The computer had been shut down. So what the heck is all of that noise?
I moved to the right of the desk, two cats, one big, one small, doing figure eights around my ankles, and opened the blinds.
Blinked.
Rubbed my eyes, put my glasses back on (Ken had taken them from me while I slept and put them on the desk) and blinked again.
What the heck???
Chickens. LOTS of chickens, maybe a hundred were running all over the front yard. All over the parking lot. Ticking off the beavers in the pond; Bob, Doug, John Candy and Martin Short were in an uproar, splashing and then disappearing, over and over again.
More chickens appeared from around back, running, clucking and pecking at one another.
The first thing I thought of was Dracula (1931). Renfield’s big scene:
“Ratssssss! Thousands of themmmmm…. MILLIONS of themmmmm!”
Then, I remembered a Bill Engvall bit about “free range chickens”: Something about “the great herds of chickens that used to roam these lands.” I giggled to myself.
“Bill Engvall should see this,” I said out loud… to the cats, I guess.
Sam climbed up onto my printer (which sits just below the window to the right of my desk) and smooshed his chubby little face against the opened blinds and window glass, still meh-ing and revving his purr engine. He was drooling.
Mikey popped up with her head beneath Sam’s, her back paws still on the floor (she is thin enough to get between the wall and the printer; Sam is not). Her mouth hung open. She was drooling, too, and so enthralled with the scene outside that she didn’t even slap Sam for drooling onto her forehead. We may have looked like a totem pole.
The cats weren’t just watching the chickens. Now they were watching all of the neighbourhood cats that were slinking along the perimeter of the property, stalking the chickens.
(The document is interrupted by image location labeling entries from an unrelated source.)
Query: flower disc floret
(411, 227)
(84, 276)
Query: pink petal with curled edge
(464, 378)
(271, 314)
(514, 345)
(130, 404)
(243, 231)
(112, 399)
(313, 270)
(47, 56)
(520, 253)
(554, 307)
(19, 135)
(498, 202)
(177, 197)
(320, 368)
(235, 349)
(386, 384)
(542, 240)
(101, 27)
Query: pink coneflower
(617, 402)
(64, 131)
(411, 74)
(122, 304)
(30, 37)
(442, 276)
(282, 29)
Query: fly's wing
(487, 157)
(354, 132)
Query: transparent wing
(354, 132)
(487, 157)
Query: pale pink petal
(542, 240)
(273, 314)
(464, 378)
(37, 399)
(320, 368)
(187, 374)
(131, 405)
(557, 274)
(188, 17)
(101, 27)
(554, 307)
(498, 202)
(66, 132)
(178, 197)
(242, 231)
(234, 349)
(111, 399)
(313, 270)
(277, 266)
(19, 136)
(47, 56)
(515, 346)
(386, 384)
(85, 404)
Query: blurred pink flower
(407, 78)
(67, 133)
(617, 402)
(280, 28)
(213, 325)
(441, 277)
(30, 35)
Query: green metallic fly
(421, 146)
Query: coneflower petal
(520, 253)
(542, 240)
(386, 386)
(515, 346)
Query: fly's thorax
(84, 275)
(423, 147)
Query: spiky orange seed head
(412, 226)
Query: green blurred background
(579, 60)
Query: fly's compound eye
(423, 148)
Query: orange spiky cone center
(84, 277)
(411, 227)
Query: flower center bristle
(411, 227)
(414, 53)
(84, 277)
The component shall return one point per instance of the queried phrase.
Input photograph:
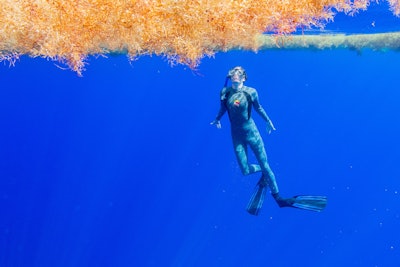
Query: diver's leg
(257, 145)
(241, 156)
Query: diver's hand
(217, 123)
(270, 127)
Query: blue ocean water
(120, 167)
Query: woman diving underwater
(238, 100)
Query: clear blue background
(120, 167)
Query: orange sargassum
(182, 30)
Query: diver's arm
(221, 111)
(260, 110)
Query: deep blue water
(120, 167)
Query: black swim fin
(257, 199)
(313, 203)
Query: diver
(239, 100)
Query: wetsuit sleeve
(222, 108)
(258, 108)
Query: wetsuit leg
(257, 145)
(241, 156)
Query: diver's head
(236, 73)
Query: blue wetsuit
(239, 104)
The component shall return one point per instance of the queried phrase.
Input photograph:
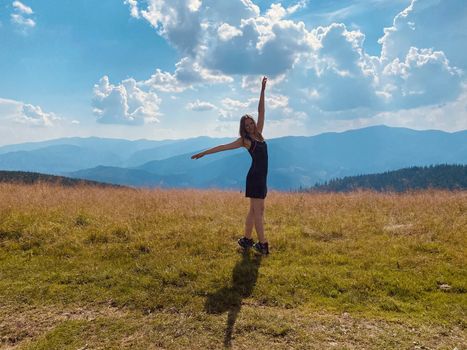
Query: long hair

“Oh, my God,” I said. “The Great Chicken Massacre!”
I was trying to think of what, if anything, I could do to stop the slaughter that was surely coming when the dogs showed up. BIG dogs. Where the hell did all of these dogs come from?
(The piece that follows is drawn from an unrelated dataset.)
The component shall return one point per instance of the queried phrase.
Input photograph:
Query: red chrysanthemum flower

“Holy shit!” I said, closing the blinds and removing my cats from the window area. “You guys don’t need to see this.”
Should I call the police? Animal Control? Where the hell is my phone, anyway?
Then I heard someone pulling into the driveway and beeping their horn. I slipped some fingers into the blinds and peeked.
The chicken truck.
The new coffee maker beeped: Ken remembered to program it before he went to sleep. I ran into the kitchen, cats following me, and poured myself a nice hot cup of coffee. I ran back out into the front room, and sat in the chair to the left of my desk; the cats accompanied me, front paws resting on the sill. I lifted the blinds and the three of us watched, mouths open.
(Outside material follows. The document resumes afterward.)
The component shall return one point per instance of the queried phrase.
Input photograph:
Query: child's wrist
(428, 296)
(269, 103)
Two men jumped out of the truck. One man chased off some of the dogs; the other man began filling cages with chickens… the chickens that had not been torn apart by the cats and dogs. Some of the cats ran, and that got rid of pretty much all of the dogs… but a few cats – scrawny, stray-looking ones – stayed and feasted.
It became a bit quieter, as the cages were loaded up onto the truck and covered with what looked like old blankets.
As the truck backed out, Doug McKenzie, the largest of our beavers, jumped up onto the edge of the pond. He made some kind of squeaking noise, and I swear to God, it looked like he raised a fist toward the truck.
I laughed. HARD.
Sam and Mikey did not look so amused.
I promised to roast a chicken tonight, and share it with them.